Gayusuta and Washington

Gayusuta and Washington

Sunday, August 7, 2016

Setlers versus Crown: the James Smith Rebellion

As we've seen in other posts, tribes often disagreed internally about how to handle White encroachment on their land.  These disagreements forged rifts in one Native nation after another, the Creeks, the Cherokees, and even the Iroquois.  Settlers were often angry with their respective governments, as well, believing that the government was too lenient with the Natives after raids and uprisings, often in cahoots for kickbacks on the more lucrative trade items, liquor, weapons and ammunition.  We'll look at one such uprising here.


James Smith (1737-1814) was a colorful character on the frontier.  Captured by the Lenape/Delaware while working on Braddock's Road in 1755, he was spared and traded to the Mohawk instead of being killed.  There, he was adopted by a Mohawk family and learned tribal customs.  He stayed with them for several years before escaping and returning to White society in 1763, just in time for the outbreak of Pontiac's War.  He joined himself to the expedition led by Col. Henry Bouquet as a scout, his skills from his time with the Natives no doubt coming in handy.  His relationship with his new employers rapidly soured when the British, instead of driving the Natives out of the Ohio Valley completely, or worse, instead tried to conciliate them with trade goods, including alcohol and firearms. 

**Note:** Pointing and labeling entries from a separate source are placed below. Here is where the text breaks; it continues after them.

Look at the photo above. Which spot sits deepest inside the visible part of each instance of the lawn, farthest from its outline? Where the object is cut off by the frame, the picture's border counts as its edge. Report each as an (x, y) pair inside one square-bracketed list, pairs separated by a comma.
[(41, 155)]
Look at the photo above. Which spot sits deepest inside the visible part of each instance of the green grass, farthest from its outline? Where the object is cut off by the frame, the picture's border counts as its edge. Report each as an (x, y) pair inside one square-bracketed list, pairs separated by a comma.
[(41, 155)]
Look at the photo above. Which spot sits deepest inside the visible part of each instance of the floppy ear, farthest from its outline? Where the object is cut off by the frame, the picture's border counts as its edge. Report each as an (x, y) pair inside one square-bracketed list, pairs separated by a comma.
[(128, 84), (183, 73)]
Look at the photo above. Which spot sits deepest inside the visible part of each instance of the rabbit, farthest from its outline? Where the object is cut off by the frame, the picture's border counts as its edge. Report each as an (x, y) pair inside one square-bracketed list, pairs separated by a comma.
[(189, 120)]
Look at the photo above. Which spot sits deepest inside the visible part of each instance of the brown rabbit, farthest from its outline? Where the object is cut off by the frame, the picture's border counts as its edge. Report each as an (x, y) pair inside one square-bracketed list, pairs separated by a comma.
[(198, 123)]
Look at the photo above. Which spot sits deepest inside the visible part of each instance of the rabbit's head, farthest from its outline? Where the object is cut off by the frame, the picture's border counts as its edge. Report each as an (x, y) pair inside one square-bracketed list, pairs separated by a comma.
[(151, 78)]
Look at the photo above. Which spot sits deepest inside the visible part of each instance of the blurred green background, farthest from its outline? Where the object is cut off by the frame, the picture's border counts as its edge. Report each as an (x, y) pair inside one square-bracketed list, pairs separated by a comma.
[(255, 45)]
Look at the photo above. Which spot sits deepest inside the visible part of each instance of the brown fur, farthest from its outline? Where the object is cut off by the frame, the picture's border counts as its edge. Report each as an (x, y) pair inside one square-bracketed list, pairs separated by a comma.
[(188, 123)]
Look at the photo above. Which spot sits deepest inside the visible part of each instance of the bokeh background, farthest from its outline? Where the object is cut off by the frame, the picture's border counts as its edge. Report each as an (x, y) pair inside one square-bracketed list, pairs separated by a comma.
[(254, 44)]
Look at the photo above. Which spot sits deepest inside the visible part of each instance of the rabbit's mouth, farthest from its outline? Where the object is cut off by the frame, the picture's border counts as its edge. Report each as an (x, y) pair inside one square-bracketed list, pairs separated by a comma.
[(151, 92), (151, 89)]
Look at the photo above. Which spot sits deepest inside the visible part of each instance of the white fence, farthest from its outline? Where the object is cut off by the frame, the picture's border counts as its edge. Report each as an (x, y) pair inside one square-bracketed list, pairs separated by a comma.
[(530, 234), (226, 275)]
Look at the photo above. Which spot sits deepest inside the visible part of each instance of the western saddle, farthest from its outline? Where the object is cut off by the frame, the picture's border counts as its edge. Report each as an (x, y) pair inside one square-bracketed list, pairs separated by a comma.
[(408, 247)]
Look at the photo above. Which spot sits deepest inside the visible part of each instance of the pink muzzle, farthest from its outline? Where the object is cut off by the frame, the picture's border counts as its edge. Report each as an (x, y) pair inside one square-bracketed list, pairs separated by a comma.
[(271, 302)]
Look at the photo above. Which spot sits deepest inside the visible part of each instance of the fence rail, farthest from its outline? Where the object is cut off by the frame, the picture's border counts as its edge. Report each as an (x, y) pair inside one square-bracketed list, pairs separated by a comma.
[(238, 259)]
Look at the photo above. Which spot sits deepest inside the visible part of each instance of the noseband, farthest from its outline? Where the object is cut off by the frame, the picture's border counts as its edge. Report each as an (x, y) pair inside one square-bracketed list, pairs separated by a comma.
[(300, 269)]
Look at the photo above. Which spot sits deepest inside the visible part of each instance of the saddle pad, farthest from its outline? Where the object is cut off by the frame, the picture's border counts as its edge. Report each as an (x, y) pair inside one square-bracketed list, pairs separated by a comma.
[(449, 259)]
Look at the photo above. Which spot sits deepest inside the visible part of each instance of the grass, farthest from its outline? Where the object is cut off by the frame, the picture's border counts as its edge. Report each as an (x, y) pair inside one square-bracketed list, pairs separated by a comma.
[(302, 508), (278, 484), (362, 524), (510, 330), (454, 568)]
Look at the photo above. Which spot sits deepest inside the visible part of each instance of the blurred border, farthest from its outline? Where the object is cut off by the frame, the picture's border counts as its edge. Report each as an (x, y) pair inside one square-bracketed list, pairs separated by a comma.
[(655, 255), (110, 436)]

Smith and a group of like-minded colonists organized a group called the Loyal Volunteers, Brave Fellows or Black Boys, because they would paint their faces black when raiding British supply trains suspected of carrying trade goods to Native Americans.  They also served as a posse on the frontier, protecting American settlements from Native raids.  In 1765, they stopped a British supply train that, in reality, was carrying liquor and weapons owned by trader George Croghan, who was also Deputy Superintendent of the British Indian Department.  When confronted with evidence that one of their own officials was trading with the very Natives they were fighting, British officials decided to look the other way and return the property to Croghan.  The Black Boys' raids continued. 

The Black Boys laid siege to Fort Loudon, forcing the 42nd or Black Watch Regiment to eventually abandon it.  The British captured some of the Black Boys but, in 1766, Smith and his men led a raid on Fort Bedford and reclaimed their fellow rebels, marking the first time Colonials had successfully stormed a British fort.  In 1769, Smith was accused of being the leader of the Black Boys by loyal citizens seeking to make an arrest.  Shots were fired and one of these men died.  Smith was later acquitted of manslaughter because it could not be proved that he fired the shots in question.  After this incident, the rebellion fizzled with no reprisals from the British.  Of the two evils, unrest on the frontier or uprisings by the Natives, they preferred to put their resources into conciliating the Natives, for the time being.